We're here to discuss economic mobility and the American Dream. When economists discuss these things, they often think in terms of GDP growth and consumer prices. To exaggerate just a little, they often seem to believe that so long as the economy grows at 3 percent and Americans can afford more cheap plastic stuff from China, that America must doing great. But is that really true?

When I talk to Arkansans, I hear a different story. Most of them don't dream of extravagant wealth, much less abstract ideas like "economic growth" and "consumer surplus." They know a life of getting and spending cannot hope to fulfill ones dreams. Instead they dream of a career that pays an honest wage so they can live in a decent neighborhood. They dream of getting married and starting a family. And ultimately, they dream of passing on this standard of living to their children-plus a little bit more. That's the American Dream I hear, according to the Arkansans that I know.

The question for today is: Is our nation helping Americans achieve this American Dream, or are we failing them?

I have to say, I think in some important ways our nation is failing our fellow citizens. The labyrinth of subsidies, regulations, and misguided priorities constructed by Washington does little to help the large majority of Americans who don't graduate from college; the "Silent Majority" who work with their hands and on their feet.

Our government doesn't offer these Americans much beyond occasionally moralizing about their supposed shortcomings: "Go to college," "abandon your hometown," or "learn to code."

What they really need are more viable career paths that don't involve expensive educations. There are many good-paying, honorable jobs for people without college degrees in this country. But, how do we create more of them? How do we prepare workers so they're ready for those jobs?

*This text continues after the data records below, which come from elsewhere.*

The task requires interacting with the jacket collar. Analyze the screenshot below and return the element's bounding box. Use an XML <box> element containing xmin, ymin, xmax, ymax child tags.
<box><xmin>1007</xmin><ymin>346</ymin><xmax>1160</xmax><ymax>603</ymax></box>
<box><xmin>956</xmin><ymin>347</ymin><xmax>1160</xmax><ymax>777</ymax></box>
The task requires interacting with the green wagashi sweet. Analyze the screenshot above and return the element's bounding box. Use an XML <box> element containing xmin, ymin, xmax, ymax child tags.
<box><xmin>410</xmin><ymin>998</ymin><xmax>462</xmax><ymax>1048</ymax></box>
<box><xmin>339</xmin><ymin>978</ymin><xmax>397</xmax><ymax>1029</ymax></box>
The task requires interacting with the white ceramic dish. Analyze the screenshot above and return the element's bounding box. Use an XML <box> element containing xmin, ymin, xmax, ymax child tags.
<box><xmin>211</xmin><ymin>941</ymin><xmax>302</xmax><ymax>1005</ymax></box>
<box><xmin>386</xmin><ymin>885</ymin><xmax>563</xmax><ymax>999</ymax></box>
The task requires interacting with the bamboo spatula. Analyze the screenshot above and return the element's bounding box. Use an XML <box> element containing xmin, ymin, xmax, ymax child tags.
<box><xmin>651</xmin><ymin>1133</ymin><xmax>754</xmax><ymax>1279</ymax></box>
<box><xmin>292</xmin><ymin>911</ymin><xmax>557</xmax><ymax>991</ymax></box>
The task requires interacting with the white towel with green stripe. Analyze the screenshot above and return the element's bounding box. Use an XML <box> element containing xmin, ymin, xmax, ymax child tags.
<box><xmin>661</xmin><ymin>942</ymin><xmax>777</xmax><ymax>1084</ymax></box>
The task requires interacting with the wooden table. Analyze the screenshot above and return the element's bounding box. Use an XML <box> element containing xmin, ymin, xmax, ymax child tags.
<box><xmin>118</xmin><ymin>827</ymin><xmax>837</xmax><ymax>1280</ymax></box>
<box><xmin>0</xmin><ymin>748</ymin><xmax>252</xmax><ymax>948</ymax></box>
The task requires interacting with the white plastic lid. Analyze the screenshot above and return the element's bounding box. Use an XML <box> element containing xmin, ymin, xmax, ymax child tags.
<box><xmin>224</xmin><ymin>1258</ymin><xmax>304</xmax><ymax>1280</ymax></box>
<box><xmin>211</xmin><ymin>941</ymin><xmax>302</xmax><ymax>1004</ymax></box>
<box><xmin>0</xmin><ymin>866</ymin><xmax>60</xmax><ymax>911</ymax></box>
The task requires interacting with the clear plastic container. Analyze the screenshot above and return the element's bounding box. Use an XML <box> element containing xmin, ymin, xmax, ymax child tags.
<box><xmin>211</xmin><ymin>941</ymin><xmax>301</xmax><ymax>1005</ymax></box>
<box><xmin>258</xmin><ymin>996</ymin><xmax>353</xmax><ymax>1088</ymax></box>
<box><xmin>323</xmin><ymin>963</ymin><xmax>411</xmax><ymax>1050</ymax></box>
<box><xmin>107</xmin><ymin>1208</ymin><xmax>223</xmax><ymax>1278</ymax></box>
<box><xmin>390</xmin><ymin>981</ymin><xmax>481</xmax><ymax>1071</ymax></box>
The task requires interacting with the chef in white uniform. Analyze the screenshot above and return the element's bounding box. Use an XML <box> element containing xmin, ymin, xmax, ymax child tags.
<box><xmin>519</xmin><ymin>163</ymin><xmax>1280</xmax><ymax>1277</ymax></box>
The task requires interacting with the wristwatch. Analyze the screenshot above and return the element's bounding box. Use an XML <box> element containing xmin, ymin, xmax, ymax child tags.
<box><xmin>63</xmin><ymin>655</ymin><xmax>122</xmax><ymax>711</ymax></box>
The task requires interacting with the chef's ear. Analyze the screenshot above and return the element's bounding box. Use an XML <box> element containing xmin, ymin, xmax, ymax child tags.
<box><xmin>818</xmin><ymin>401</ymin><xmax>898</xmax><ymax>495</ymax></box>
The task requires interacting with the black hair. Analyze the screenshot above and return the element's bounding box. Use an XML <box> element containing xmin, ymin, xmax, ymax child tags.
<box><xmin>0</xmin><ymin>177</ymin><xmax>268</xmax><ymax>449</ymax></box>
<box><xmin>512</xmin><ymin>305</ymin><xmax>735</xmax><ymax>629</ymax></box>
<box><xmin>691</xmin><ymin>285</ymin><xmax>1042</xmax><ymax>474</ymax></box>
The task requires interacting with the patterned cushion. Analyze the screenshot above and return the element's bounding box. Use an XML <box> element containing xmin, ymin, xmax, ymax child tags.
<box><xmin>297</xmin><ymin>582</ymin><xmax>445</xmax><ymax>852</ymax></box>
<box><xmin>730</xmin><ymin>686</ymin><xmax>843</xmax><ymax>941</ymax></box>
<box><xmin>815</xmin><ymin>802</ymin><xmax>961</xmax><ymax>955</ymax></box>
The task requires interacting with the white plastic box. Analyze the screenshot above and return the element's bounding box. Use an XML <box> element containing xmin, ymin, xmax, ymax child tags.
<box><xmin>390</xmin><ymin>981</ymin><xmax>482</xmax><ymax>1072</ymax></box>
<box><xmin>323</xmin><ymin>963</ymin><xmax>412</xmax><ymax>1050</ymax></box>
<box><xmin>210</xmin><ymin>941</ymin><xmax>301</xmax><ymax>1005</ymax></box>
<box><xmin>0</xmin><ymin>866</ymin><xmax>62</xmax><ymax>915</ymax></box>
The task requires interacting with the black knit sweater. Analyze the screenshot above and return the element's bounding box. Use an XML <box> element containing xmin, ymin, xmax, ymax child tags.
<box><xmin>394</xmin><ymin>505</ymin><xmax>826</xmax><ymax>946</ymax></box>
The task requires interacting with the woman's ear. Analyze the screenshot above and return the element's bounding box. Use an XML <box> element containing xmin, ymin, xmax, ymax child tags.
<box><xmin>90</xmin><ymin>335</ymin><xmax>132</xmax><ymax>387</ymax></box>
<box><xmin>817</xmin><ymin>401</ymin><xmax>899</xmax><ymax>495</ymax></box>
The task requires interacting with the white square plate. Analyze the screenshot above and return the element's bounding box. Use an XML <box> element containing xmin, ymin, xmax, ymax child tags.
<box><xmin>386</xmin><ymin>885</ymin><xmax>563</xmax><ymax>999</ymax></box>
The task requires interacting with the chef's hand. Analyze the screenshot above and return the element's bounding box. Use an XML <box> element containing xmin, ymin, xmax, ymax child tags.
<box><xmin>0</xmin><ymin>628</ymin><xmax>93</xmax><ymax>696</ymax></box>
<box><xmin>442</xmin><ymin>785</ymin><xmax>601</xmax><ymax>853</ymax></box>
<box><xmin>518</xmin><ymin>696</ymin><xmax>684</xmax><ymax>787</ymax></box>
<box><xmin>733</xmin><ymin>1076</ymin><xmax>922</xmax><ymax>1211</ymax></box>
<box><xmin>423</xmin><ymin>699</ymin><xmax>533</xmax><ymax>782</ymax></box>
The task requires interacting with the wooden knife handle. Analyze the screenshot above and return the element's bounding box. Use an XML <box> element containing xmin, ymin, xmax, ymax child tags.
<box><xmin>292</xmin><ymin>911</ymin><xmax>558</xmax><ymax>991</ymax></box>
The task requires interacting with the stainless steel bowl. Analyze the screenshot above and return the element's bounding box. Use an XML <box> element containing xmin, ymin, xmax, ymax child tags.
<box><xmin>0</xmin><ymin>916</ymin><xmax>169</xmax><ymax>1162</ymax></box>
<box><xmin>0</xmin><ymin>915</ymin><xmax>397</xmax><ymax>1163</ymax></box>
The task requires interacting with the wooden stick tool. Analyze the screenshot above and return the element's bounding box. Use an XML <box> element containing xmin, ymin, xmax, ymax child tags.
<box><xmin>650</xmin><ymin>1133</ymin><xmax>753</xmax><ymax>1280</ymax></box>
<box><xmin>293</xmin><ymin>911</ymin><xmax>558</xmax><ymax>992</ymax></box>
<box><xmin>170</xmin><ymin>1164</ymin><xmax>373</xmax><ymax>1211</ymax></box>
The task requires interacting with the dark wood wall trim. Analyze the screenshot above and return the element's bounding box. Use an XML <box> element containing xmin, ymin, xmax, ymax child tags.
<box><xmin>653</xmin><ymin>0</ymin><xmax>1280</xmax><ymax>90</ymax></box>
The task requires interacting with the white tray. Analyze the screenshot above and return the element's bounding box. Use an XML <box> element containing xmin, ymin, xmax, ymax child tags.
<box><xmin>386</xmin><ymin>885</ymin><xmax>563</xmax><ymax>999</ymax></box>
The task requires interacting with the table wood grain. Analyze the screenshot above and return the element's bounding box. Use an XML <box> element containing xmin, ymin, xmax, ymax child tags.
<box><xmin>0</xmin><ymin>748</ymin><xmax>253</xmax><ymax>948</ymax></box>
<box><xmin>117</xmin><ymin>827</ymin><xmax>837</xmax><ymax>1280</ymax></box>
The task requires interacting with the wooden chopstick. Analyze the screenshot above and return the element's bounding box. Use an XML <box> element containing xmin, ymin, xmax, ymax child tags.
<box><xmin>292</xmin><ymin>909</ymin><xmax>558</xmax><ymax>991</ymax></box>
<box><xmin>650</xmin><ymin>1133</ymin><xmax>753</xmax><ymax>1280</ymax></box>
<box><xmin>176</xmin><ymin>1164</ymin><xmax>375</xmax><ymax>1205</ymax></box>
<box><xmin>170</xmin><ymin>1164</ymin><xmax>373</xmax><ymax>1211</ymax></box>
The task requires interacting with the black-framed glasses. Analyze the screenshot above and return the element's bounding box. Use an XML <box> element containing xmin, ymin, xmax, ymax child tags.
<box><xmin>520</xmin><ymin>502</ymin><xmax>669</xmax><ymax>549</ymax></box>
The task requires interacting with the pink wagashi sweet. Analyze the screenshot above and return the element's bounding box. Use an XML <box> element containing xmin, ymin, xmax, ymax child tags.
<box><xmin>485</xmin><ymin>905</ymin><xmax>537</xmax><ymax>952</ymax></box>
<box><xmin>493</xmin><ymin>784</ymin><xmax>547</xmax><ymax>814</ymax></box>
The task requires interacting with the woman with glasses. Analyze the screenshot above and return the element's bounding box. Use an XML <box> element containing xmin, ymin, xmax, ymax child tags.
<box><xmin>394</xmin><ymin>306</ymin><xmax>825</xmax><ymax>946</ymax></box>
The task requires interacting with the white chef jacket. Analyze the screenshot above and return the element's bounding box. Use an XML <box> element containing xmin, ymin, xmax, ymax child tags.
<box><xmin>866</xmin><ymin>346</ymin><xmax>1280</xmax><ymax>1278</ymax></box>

There's another urgent context for today's hearing as well: our economic competition with China. For decades, Washington pursued a policy of integration with China. The architects of this policy hoped naively that enriching the Chinese Communist Party would make it more pliable and less communist. Instead, it gave China the means to challenge America around the world-all while decimating the American heartland.

If we want to remain the world's strongest economy, we'll need to marshal every citizen, every skill, every talent, at our disposal. We'll need to recover the vitality, productive abilities, and indeed patriotism that contributed to America's resounding triumphs in the past century.
If we build a more productive economy, it'll serve not only our strategic interests as a nation, but the interests of the American people, by helping them achieve the American Dream.

I look forward to your thoughts and to my colleagues' questions.